I am about to be in my happy place. (the shower with a 6 pack)
how many times in life can you be kicked out of a pizza buffet for vomiting on the food and insulting small children
Apparently, banging my bartender ex-girlfriend = free drinks again. Not every bad decision is a wrong decision.
nothing like walking down the street with a garbage bag of puke trying to find a dumpster
For gods sake, I only took one. With two nyquils. What a happy world its been today. Fulfill your obligations and then its marvelouso.
So a list of things I should stay away from bringing up at dinner with your fiance tonight?

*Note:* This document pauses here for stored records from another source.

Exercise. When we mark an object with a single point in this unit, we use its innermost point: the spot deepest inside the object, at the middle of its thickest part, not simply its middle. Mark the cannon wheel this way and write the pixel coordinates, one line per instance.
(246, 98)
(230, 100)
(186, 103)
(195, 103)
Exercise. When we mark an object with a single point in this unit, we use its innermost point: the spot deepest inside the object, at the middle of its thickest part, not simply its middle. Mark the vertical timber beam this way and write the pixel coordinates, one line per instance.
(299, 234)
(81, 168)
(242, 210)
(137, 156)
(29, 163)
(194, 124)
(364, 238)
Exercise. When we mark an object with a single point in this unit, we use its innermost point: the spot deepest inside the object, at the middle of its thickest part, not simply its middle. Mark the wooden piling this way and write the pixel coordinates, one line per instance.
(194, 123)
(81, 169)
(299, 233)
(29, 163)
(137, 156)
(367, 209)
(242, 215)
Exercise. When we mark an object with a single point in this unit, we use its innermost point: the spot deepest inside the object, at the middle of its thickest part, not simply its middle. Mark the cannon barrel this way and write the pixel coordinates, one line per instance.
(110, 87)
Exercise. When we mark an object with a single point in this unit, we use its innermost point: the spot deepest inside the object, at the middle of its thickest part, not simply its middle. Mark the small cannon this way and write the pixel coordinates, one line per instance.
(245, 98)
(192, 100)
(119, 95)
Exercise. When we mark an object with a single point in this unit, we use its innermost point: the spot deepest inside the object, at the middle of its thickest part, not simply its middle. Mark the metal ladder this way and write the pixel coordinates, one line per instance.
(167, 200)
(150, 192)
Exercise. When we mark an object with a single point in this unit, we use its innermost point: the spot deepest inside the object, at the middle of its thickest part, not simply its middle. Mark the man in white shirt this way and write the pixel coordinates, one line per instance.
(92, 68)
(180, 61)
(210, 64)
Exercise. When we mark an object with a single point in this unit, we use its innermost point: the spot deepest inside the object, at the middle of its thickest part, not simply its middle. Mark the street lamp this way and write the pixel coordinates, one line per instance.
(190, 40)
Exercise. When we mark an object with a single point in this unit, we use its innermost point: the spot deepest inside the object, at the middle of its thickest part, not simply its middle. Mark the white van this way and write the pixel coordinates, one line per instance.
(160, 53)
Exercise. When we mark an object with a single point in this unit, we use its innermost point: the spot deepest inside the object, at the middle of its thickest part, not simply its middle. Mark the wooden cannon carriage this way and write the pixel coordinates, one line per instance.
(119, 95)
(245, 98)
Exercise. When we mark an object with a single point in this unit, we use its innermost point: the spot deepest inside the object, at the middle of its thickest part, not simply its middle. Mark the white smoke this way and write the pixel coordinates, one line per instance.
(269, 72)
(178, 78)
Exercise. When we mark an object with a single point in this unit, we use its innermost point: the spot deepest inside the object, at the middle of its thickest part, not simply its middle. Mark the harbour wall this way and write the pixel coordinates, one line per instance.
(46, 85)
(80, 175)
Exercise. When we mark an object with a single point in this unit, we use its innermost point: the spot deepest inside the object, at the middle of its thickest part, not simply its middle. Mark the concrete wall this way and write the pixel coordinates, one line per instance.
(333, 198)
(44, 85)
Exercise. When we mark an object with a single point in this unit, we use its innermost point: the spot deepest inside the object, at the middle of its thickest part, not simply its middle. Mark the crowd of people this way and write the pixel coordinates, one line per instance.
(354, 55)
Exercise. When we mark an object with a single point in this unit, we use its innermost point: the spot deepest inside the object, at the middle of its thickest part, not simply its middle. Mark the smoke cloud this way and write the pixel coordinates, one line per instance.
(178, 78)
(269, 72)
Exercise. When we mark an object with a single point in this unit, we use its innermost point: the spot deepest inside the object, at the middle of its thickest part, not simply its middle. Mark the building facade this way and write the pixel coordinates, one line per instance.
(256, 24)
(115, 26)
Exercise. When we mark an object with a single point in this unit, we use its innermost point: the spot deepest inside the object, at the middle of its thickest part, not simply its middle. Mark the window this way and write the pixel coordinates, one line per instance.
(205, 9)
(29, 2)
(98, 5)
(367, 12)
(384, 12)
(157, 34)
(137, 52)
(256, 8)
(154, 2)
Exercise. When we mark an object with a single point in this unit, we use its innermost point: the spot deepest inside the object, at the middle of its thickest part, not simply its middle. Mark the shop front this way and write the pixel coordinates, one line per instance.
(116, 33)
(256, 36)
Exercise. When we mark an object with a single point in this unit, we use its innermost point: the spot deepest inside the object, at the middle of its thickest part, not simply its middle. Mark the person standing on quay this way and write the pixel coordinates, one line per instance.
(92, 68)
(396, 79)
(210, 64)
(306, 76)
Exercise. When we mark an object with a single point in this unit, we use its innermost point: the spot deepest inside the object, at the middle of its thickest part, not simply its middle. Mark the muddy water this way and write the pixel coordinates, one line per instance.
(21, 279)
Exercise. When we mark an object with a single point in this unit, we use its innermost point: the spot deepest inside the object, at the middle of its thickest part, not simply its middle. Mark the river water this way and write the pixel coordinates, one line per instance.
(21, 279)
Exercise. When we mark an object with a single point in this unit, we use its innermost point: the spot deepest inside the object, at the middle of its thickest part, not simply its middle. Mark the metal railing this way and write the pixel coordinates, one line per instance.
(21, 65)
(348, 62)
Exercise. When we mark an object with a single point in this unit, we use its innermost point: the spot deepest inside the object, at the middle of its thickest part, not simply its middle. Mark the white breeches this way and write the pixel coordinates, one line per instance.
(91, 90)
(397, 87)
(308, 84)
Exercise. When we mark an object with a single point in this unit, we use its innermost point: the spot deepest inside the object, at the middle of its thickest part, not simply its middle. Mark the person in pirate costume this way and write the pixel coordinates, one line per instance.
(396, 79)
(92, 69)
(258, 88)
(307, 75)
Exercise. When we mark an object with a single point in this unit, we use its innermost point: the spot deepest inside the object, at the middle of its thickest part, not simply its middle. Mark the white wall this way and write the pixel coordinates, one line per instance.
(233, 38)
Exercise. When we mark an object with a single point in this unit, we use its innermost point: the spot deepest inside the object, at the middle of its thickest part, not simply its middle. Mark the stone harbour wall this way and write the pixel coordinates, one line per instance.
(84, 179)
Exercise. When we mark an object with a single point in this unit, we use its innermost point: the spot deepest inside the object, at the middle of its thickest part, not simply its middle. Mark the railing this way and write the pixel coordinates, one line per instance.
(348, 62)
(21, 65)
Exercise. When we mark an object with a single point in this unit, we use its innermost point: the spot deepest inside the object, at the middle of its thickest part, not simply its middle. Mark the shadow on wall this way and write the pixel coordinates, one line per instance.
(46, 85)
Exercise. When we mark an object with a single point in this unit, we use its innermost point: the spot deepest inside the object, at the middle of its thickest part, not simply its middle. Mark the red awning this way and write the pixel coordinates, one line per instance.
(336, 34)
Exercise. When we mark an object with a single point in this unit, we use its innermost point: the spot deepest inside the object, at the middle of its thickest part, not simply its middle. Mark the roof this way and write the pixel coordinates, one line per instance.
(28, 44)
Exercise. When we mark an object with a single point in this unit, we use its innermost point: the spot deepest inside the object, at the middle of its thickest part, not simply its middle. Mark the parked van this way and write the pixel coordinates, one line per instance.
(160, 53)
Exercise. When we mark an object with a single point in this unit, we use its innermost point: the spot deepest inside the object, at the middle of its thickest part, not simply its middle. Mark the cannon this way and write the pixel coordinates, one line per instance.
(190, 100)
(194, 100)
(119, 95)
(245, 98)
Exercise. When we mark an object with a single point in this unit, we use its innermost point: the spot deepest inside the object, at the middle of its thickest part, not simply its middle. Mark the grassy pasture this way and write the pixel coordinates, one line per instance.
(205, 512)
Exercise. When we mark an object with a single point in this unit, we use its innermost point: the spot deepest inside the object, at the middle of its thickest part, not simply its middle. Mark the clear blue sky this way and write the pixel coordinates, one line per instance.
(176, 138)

1) you and I went to a strip club 2) i saw you topless at said strip club 3) i cried when we watched the Real World
Nothing like an alcohol-fueled, 6-hour-long hunt for weed--complete with occasional breaks for sex.
He's texting from midnight mass asking for nude pics. Baby Jesus is spinning in his manger as we speak
It's Saturday night and I'm getting shitfaced alone while reading Dino porn. Wassssuuuupppp
you started shaking the frozen steak while screaming "THIS IS CAPITALISM" before rubbing it all over your chest and passing out on your dog
She just started crying. With my dick still inside her. Something about her grandpa.
Lunch?
Massage?
Spanking with handcuffs?
I want to get drunk and watch somebody else's tragedy.
IT WAS A FUCKING ELEPHANT I SWESR!!!!!
Nathan, I haven't spoken to you in 12 years and it's 6am. Kindly fuck off.
She’s the kind of asshole whose face I want to put on a T-shirt just so I can go outside and burn it.